Cuando murió mi abuela Juana, al volver del cementerio mi mamá entró a la cocina a hacerse un té. Salió segundos después, emocionada: “Chicas, por suerte quedó en la alacena y sin abrir un frasco de dulce de cerezas hecho por la bobe…”. Se me hizo un nudo en la garganta: no puedo comer nada que haya cocinado con sus manos, pensé; ella está muerta, cómo voy a comer algo vivo hecho por alguien que murió. ¿Cómo voy a hacer desaparecer el último resto de su vitalidad, me dije, pese a que adoraba ese dulce, parte del sello personal de mi abuela?
Y un día también mi mamá murió y nos dejó a mi hermana y a mí, extranjeras, en la patria de los vivos. Regalamos la mayor parte de su ropa, apenas nos quedamos con algún pañuelo o un abanico, y sus innumerables libretas colmadas de su coqueta caligrafía. Aún hoy, a ocho años de su muerte, encontrar una agenda o un escrito de mi madre me sobresalta: siguen siendo letra viva esas recetas o anotaciones. No pude tirarlas, igual que no pude comer el dulce de la bobe; son sus rasgos singulares los que están ahí: ¿con qué derecho voy a hacer desaparecer de este mundo algo que ella consignó con interés, necesidad o incluso amor?
La muerte de un ser amado disloca el sentido e inicia la reconstrucción de la propia vida sin el otro.

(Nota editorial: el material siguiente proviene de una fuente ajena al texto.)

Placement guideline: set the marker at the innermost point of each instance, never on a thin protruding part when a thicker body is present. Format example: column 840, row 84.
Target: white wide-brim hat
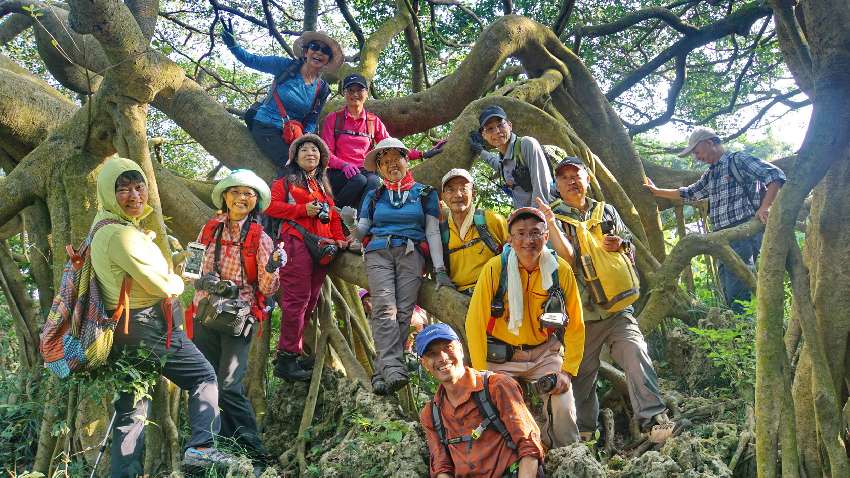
column 243, row 177
column 338, row 57
column 371, row 161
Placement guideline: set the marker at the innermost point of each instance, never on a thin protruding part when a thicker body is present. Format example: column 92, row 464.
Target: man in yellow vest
column 470, row 237
column 524, row 320
column 607, row 322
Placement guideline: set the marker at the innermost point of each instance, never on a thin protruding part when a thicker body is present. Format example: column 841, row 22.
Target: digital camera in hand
column 324, row 214
column 545, row 384
column 215, row 286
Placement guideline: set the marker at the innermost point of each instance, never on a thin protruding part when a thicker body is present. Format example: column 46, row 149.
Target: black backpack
column 491, row 419
column 484, row 235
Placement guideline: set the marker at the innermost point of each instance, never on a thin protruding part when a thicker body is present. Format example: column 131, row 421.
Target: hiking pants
column 270, row 142
column 559, row 417
column 229, row 357
column 733, row 287
column 628, row 348
column 395, row 275
column 350, row 192
column 300, row 284
column 182, row 363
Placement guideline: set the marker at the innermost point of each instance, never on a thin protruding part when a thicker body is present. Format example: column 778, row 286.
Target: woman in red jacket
column 302, row 196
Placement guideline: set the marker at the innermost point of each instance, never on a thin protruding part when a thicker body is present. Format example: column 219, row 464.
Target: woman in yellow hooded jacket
column 121, row 250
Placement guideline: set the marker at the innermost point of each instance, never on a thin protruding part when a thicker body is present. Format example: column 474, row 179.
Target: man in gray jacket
column 521, row 162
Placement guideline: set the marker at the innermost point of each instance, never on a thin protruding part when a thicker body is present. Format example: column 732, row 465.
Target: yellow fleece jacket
column 530, row 332
column 124, row 248
column 465, row 265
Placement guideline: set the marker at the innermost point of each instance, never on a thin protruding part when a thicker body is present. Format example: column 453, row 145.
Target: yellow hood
column 107, row 204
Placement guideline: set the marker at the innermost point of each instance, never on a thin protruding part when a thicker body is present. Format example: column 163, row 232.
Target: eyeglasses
column 503, row 126
column 316, row 46
column 533, row 236
column 435, row 350
column 242, row 194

Aparecen todas las preguntas, todas las nostalgias, las del pasado en común pero también las del pasado del otro, en el que ni siquiera existíamos pero que dio las herramientas fundacionales para que nuestro amado fuera quien fue.

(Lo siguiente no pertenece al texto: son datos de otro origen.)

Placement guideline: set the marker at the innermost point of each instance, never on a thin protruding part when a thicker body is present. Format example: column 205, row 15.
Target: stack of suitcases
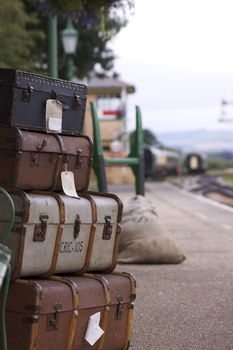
column 64, row 292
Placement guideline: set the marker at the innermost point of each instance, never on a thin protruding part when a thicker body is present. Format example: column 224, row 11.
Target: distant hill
column 199, row 140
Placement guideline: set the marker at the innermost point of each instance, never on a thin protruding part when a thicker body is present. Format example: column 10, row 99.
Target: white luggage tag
column 68, row 183
column 53, row 116
column 94, row 331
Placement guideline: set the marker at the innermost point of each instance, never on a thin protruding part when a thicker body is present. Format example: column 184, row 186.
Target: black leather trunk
column 23, row 99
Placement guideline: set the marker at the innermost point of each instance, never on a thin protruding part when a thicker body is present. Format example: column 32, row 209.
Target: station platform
column 188, row 306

En su último libro, La ridícula idea de no volver a verte, Rosa Montero disecciona el duelo en dos direcciones. Por un lado, relata la historia de Marie Curie, la física y química polaca y dos veces Premio Nobel y, por otro, cruza los rieles de su propia vida por sobre el destino de Curie, para poder narrar lo inenarrable: la muerte del marido, el compañero de vida. Pierre, esposo de Marie, padre de sus dos hijas pequeñas y también científico y Nobel, murió atropellado por un carruaje en 1906. La noticia de esa muerte violenta llega de la calle como un rayo para Marie, quien años antes había abandonado su país de nacimiento para ir a París tras los pasos de su amor y la creación de un futuro familiar y profesional. A partir de ese momento, Marie prohíbe a sus hijas nombrar al padre en su presencia, escribe que quiere aullar de dolor y guarda sus ropas ensangrentadas y con restos de sesos, a las que besa en secreto durante meses, hasta que llega la hora de desprenderse del último vestigio de vida de su amor.

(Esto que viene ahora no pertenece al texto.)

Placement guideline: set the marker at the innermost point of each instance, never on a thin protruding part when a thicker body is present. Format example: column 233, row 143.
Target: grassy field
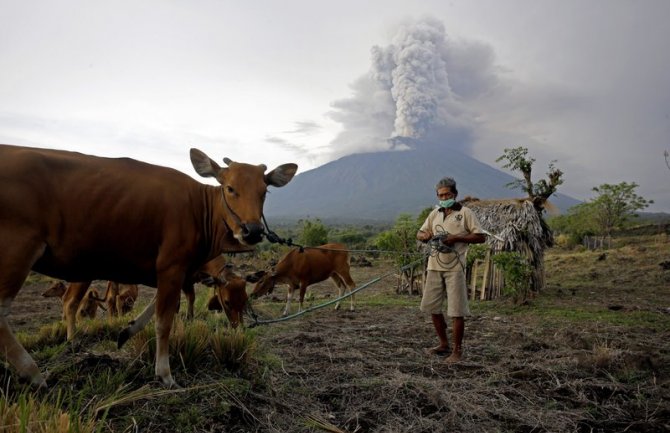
column 589, row 353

Su desesperación se lee en el diario que Curie –la primera mujer que llegó a dar clases en la Sorbona– escribió durante el año posterior al accidente y que es el texto sobre el que Rosa Montero construye este libro extraordinario, que elude cualquier clasificación. El diario de Curie llega a Montero a través de su editora, quien le pide un prólogo. Ocurre que la elegida para prologar ese alarido impreso también atravesaba el duelo de su viudez: Pablo, su compañero por más de veinte años, acababa de morir de cáncer.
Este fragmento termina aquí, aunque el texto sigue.